Несмотря на очевидную неортодоксальность доктрины страдающего Бога, ее важность, на наш взгляд, заключается в том, что учению о бесстрастном, самодостаточном и «вседовольном» Боге она противопоставила концепцию Бога, способного к страданию и состраданию. Эта концепция, как мы полагаем, не находится в непримиримом противоречии с традиционным церковным учением о бесстрастии Бога, если только это бесстрастие не понимать как безучастность, равнодушие и дистанцированность от происходящего на земле. Бог бесстрастен по природе, но Он не безучастен по отношению к тому, что происходит с людьми. И Он не был безучастен к судьбе Своего Сына.
Бог принял «близко к сердцу» все, что произошло с людьми после грехопадения. Вместо того чтобы вновь потопить погрязшее в грехах человечество, как это было сделано однажды (Быт.6:5–7), Он изобрел способ спасти его. Но этот способ потребовал от Него жертвы – и в жертву было принесено самое дорогое, что у Него было. Через страдания Сына Бог открылся людям как сострадательный и исполненный любви. А ведь «со-страдать» значит страдать вместе со страдающим. Бог бесстрастен в смысле непричастности греховным человеческим страстям, но можно ли считать грехом сострадание и сочувствие?
***
Средневековое латинское богословие создало теорию, согласно которой крестная жертва Сына Божия была вызвана необходимостью удовлетворения гнева Бога Отца.606 Суть теории заключалась в следующем: люди настолько прогневали Бога своими грехами, их долг перед Богом был настолько велик, что никакими своими добродетелями и заслугами они не могли бы с Богом расплатиться. Чтобы угасить гнев Бога против человека, нужна была жертва, и ее принес Сын Божий.
В православной традиции такая трактовка искупления не была принята. Отцы Восточной Церкви говорили о том, что Христос принес Себя в жертву Богу Отцу. Но не потому, что Бог нуждался в этой жертве, а потому, что мы в ней нуждались. "Нам, чтобы ожить, необходим был Бог воплотившийся и умерщвленный», – говорит святитель Григорий Богослов (IV век).607 Именно нам, а не Богу Отцу нужна была крестная жертва Сына Божия. Для спасения нам нужен был именно такой Бог, а не какой-то иной: Бог, распятый на кресте.

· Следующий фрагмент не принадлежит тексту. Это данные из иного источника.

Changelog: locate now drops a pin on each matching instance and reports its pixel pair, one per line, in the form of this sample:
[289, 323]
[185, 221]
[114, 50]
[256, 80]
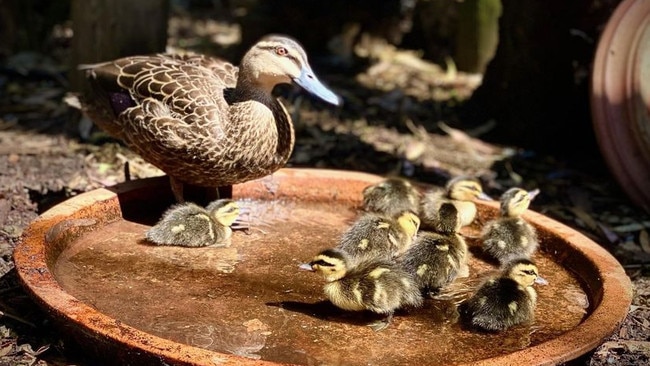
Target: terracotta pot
[65, 230]
[620, 98]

Современное христианское богословие раскрывает смысл жертвы Сына Божия, делая акцент не на правосудии Бога, а на Его любви и сострадании. В искупительной жертве нуждался не Бог: в ней нуждались люди. И Отец вместе с Сыном при содействии Духа Святого принес эту жертву, которая стала общим делом трех Божественных Лиц, явивших в этой жертве Свое нерасторжимое единство.

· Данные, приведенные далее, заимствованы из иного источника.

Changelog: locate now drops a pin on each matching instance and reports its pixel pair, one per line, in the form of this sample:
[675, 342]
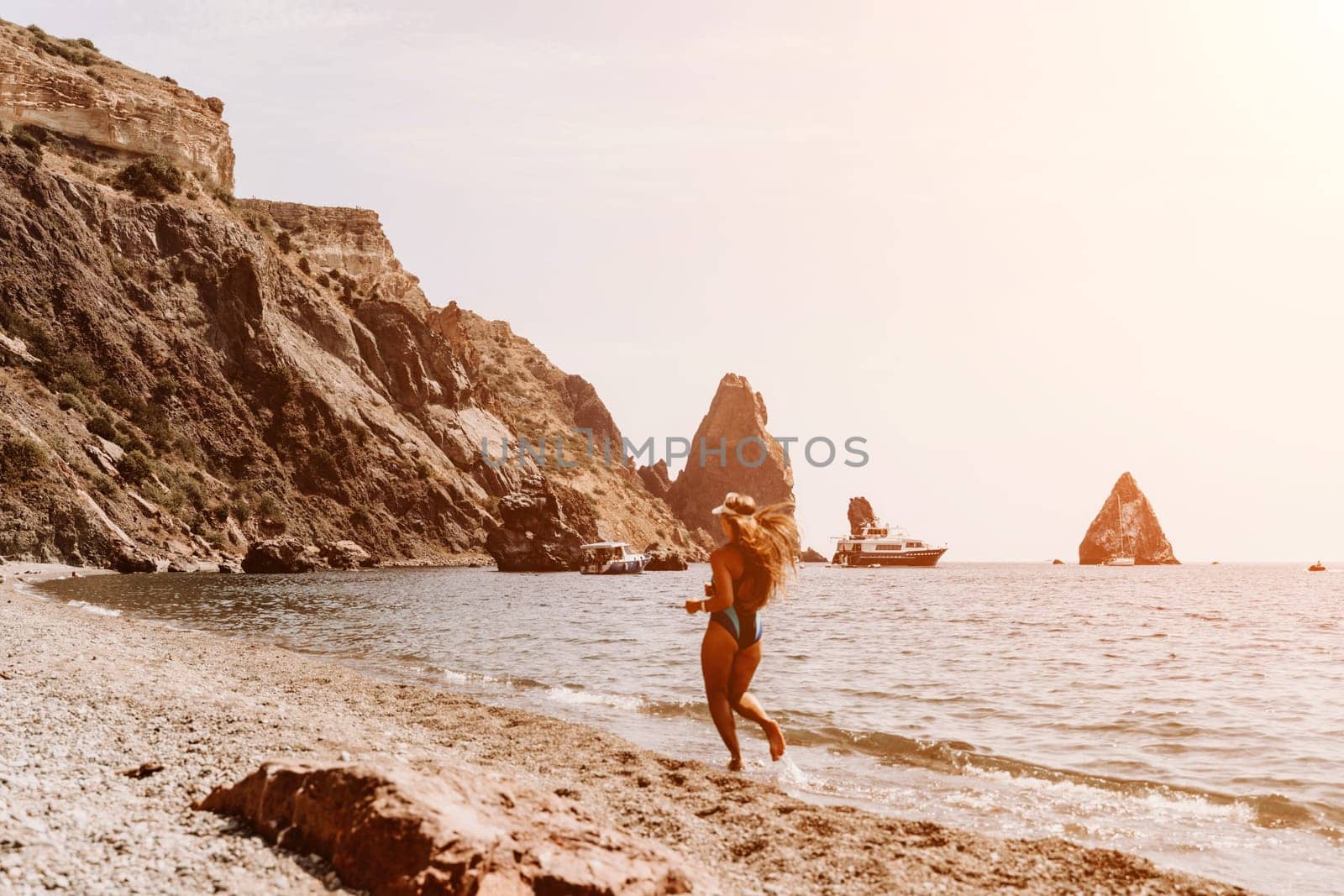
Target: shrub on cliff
[151, 177]
[20, 458]
[134, 468]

Страдания и смерть Иисуса Христа являются новым откровением Бога человечеству, потому что являет лик Божий таким, каким люди никогда еще его не видели. Бог, проливающий кровь за людей, страдающий и умирающий на кресте в страшных мучениях: такого Бога человечество узнало впервые. Но внутрибожественная жизнь при этом осталась тайной для людского взора – тайной, которую лишь отчасти приоткрывает евангельский рассказ. И любая попытка прикоснуться к этой тайне при помощи человеческого разума и языка неизбежно разбивается о неспособность разума осмыслить то, что превышает его возможности, и неспособность языка описать то, что не поддается описанию.
***
На протяжении веков тысячи людей умирали с именем Иисуса Христа на устах. И в наши дни на Ближнем Востоке, в Северной Африке и других регионах мира многие погибают только за то, что исповедуют веру в Иисуса как Бога и Спасителя.
В 1996 году семеро французских монахов, живших в алжирском монастыре Нотр-Дам де Тибирин, были похищены и обезглавлены. Ответственность за убийство взяла на себя банда террористов «Вооруженная исламская группа». Один из убитых, настоятель монастыря, за два года до гибели писал своей матери: «Если когда-нибудь мне предстоит, – а это может случиться уже сегодня, – стать жертвой терроризма... я бы хотел, чтобы моя община, моя Церковь, моя семья помнили, что моя жизнь была посвящена Богу и этой стране». Говоря о человеке, который нанесет ему последний удар, монах пишет: «Я бы хотел, когда придет этот час, сохранить ясность сознания, чтобы просить у Бога прощения ему и прощения моим братьям по человечеству, а также самому простить от всего сердца того, кто меня ударит». Письмо завершается словами благодарности Богу и людям: «В эту благодарность... я включаю, конечно, вас, моих вчерашних и сегодняшних друзей. и тебя, друга моей последней минуты, не знающего, что делаешь. И да будет нам дано встретиться снова, благоразумным разбойникам, в раю, если это будет угодно Богу, Отцу нас обоих».608
Этот текст, как и многие другие свидетельства о мученичестве христиан в разные эпохи, показывает, каким может стать у человека представление о страдании и смерти благодаря вере в Иисуса Христа. Только в христианской перспективе возможно подлинное примирение человека со страданиями и смертью, а через это – и примирение с Богом, попустившим, чтобы люди страдали и умирали. Подчиняясь благой воле Бога, христианин подражает Христу, предавшему дух в руки Отца без ропота и упреков, с полным сознанием необходимости Своей смерти, в полном послушании воле Отца.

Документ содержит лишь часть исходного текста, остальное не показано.